The Story of Freedom
I have always viewed these stories, which my grandma brought me closer to, as a kind of fairy tale and I am amazed at how many historical facts can be found in them. The following knowledge, which I have briefly summarized here, comes from my research and the people who have dealt with this history more intensively. Since this time, many centuries back, is also a piece of my roots of my ancestry, I fall back on this foreign knowledge.
The Frisian tribe lives at the Dutch and German North Sea coast. Their language was the "Old Frisian" which is considered the forerunner of the modern Frisian language. The existence of Frisian tribes was already documented in early antiquity, that is, as early as 800 BC.
The people at the sea lived from peat mining, salt extraction and fishing. They braided their nets from reeds and bulrushes because the barren land had hardly any vegetation.They had their own faith, which was deeply rooted in nature, and so the Frisians also resisted missionary work. King Radbod in particular, who ruled the Great Frisian Empire, fought against submission and Christianization. Only after his death in 729 AD the Franken(Name for a German part of the country) defeated the great pagan state, the "Magna Frisia".They banned the pagan customs and killed those who did not want to be baptized in the Christian faith.They destroyed the small forests with their sanctuaries called sacred groves. Here they worshiped their gods under the protection of their sacred trees. The new churches of a foreign religion were built on their sacrificial sites.The conquerors formed the new buildings from the wood of the sacred trees and erected them in the sacred places of their ancestors. Revenge attacks by the Frisians against the churches and monasteries began, and so Christianity could never completely replace the old belief that was at home in the Germanic religion.

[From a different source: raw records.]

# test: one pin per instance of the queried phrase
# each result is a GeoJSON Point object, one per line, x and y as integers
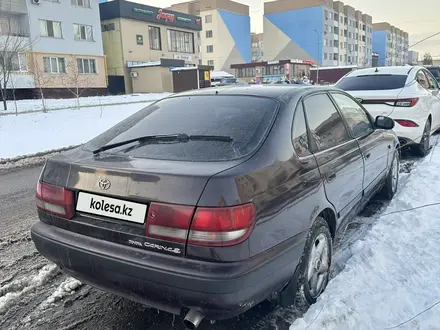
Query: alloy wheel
{"type": "Point", "coordinates": [318, 265]}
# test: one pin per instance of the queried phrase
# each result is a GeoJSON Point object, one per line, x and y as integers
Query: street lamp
{"type": "Point", "coordinates": [317, 67]}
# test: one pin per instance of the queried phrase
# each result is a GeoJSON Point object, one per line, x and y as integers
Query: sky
{"type": "Point", "coordinates": [419, 18]}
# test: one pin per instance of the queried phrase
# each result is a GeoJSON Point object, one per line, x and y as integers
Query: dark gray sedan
{"type": "Point", "coordinates": [208, 202]}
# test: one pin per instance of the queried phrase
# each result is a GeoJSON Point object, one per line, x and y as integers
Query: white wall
{"type": "Point", "coordinates": [68, 14]}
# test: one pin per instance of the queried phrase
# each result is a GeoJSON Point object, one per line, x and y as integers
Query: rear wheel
{"type": "Point", "coordinates": [314, 268]}
{"type": "Point", "coordinates": [422, 149]}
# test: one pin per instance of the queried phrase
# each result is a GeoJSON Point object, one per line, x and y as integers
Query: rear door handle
{"type": "Point", "coordinates": [331, 177]}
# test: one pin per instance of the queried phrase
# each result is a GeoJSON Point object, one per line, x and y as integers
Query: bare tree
{"type": "Point", "coordinates": [42, 80]}
{"type": "Point", "coordinates": [76, 81]}
{"type": "Point", "coordinates": [13, 46]}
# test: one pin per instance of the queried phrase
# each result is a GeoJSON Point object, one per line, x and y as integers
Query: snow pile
{"type": "Point", "coordinates": [51, 104]}
{"type": "Point", "coordinates": [16, 289]}
{"type": "Point", "coordinates": [65, 289]}
{"type": "Point", "coordinates": [392, 275]}
{"type": "Point", "coordinates": [37, 132]}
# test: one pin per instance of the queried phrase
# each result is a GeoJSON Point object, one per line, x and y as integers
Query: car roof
{"type": "Point", "coordinates": [271, 91]}
{"type": "Point", "coordinates": [393, 70]}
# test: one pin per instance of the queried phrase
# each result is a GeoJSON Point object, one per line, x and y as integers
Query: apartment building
{"type": "Point", "coordinates": [226, 33]}
{"type": "Point", "coordinates": [257, 47]}
{"type": "Point", "coordinates": [63, 47]}
{"type": "Point", "coordinates": [137, 35]}
{"type": "Point", "coordinates": [391, 43]}
{"type": "Point", "coordinates": [324, 31]}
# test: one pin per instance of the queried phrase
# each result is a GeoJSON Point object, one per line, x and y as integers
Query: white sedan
{"type": "Point", "coordinates": [408, 94]}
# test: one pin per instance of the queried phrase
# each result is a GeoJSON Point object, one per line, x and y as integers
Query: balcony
{"type": "Point", "coordinates": [13, 6]}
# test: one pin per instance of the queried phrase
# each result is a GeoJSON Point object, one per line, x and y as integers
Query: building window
{"type": "Point", "coordinates": [154, 36]}
{"type": "Point", "coordinates": [86, 66]}
{"type": "Point", "coordinates": [54, 65]}
{"type": "Point", "coordinates": [181, 42]}
{"type": "Point", "coordinates": [83, 32]}
{"type": "Point", "coordinates": [50, 29]}
{"type": "Point", "coordinates": [13, 62]}
{"type": "Point", "coordinates": [81, 3]}
{"type": "Point", "coordinates": [108, 27]}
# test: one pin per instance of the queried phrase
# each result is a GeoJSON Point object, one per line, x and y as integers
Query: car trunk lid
{"type": "Point", "coordinates": [117, 197]}
{"type": "Point", "coordinates": [378, 102]}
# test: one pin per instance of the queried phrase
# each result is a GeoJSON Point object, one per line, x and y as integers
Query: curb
{"type": "Point", "coordinates": [75, 108]}
{"type": "Point", "coordinates": [31, 159]}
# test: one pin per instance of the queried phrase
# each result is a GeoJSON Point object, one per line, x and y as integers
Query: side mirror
{"type": "Point", "coordinates": [383, 122]}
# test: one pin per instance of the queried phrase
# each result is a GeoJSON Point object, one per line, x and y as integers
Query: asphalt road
{"type": "Point", "coordinates": [34, 294]}
{"type": "Point", "coordinates": [27, 280]}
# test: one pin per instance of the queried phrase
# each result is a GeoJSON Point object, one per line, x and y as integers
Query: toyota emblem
{"type": "Point", "coordinates": [104, 184]}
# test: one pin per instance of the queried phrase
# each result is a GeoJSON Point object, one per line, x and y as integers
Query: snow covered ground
{"type": "Point", "coordinates": [36, 105]}
{"type": "Point", "coordinates": [37, 132]}
{"type": "Point", "coordinates": [391, 274]}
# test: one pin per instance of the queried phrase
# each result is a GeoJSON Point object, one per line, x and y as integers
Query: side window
{"type": "Point", "coordinates": [422, 80]}
{"type": "Point", "coordinates": [325, 123]}
{"type": "Point", "coordinates": [299, 134]}
{"type": "Point", "coordinates": [431, 80]}
{"type": "Point", "coordinates": [355, 116]}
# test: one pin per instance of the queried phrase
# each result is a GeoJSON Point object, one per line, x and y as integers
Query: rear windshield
{"type": "Point", "coordinates": [435, 72]}
{"type": "Point", "coordinates": [372, 82]}
{"type": "Point", "coordinates": [245, 119]}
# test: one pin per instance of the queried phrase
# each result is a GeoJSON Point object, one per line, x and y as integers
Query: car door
{"type": "Point", "coordinates": [337, 154]}
{"type": "Point", "coordinates": [435, 99]}
{"type": "Point", "coordinates": [373, 147]}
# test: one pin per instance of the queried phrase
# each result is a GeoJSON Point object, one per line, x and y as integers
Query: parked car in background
{"type": "Point", "coordinates": [236, 200]}
{"type": "Point", "coordinates": [409, 95]}
{"type": "Point", "coordinates": [435, 70]}
{"type": "Point", "coordinates": [231, 81]}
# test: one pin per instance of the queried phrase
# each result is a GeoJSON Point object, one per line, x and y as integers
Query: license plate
{"type": "Point", "coordinates": [111, 207]}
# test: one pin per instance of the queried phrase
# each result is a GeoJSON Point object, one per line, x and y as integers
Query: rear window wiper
{"type": "Point", "coordinates": [166, 137]}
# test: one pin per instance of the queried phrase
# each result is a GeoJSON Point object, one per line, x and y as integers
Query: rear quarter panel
{"type": "Point", "coordinates": [287, 191]}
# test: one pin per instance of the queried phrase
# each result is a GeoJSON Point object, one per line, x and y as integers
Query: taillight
{"type": "Point", "coordinates": [210, 226]}
{"type": "Point", "coordinates": [55, 200]}
{"type": "Point", "coordinates": [169, 222]}
{"type": "Point", "coordinates": [407, 103]}
{"type": "Point", "coordinates": [406, 123]}
{"type": "Point", "coordinates": [222, 226]}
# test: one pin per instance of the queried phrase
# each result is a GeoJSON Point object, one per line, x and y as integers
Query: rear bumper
{"type": "Point", "coordinates": [220, 290]}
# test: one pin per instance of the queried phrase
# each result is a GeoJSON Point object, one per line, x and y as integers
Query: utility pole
{"type": "Point", "coordinates": [319, 56]}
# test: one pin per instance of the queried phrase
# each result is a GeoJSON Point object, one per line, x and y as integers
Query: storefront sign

Severe storm surges made life on the coast difficult and resulted in countless deaths in humans and animals. One of the floods stands out from the historical records. The 2nd Marcellus flood, named after the former bishop of Rome, broke into the country with great violence. The devastating flood lasted three days and went down in history as "the great drowning". Not only it took away valuable land, it killed over 100,000 people.The subsequent plague epidemic, popularly known as black death, brought further suffering. It decimated the population again at the end of the 14th century. It is for me understandable that, at that time, people viewed it as a kind of "wrath of God" and associated it with the deluge.Famines and the loss of social order were the consequences of which the "chief-familys" being in East Friesland ultimately developed. In the search for normality and protection, they placed their hope in the hands of the great landowners and farmers.After the time of the Vikings, East Frisia was able to expand its independence. While feudal rule reigned in the rest of the country, the first foundations of democracy were found here.
The emissaries of the individual clans, the Redjeven, met once a year to dispense law together. They always met on Tuesday in the Whitsun week at the "Upstalsboom". Today the burial mound is a memorial and commemorates the former place of assembly. The oral tradition of Frisian freedom was confirmed in 1493 by Emperor Sigismund and recognized as legally binding in a document. It is located in the Dutch Institute for Frisian History and Literature in Leeuwarden.
Today the Eyla frya Fresena hangs in my hallway.
To live in freedom is still our greatest asset and I don't just refer to the Frisians!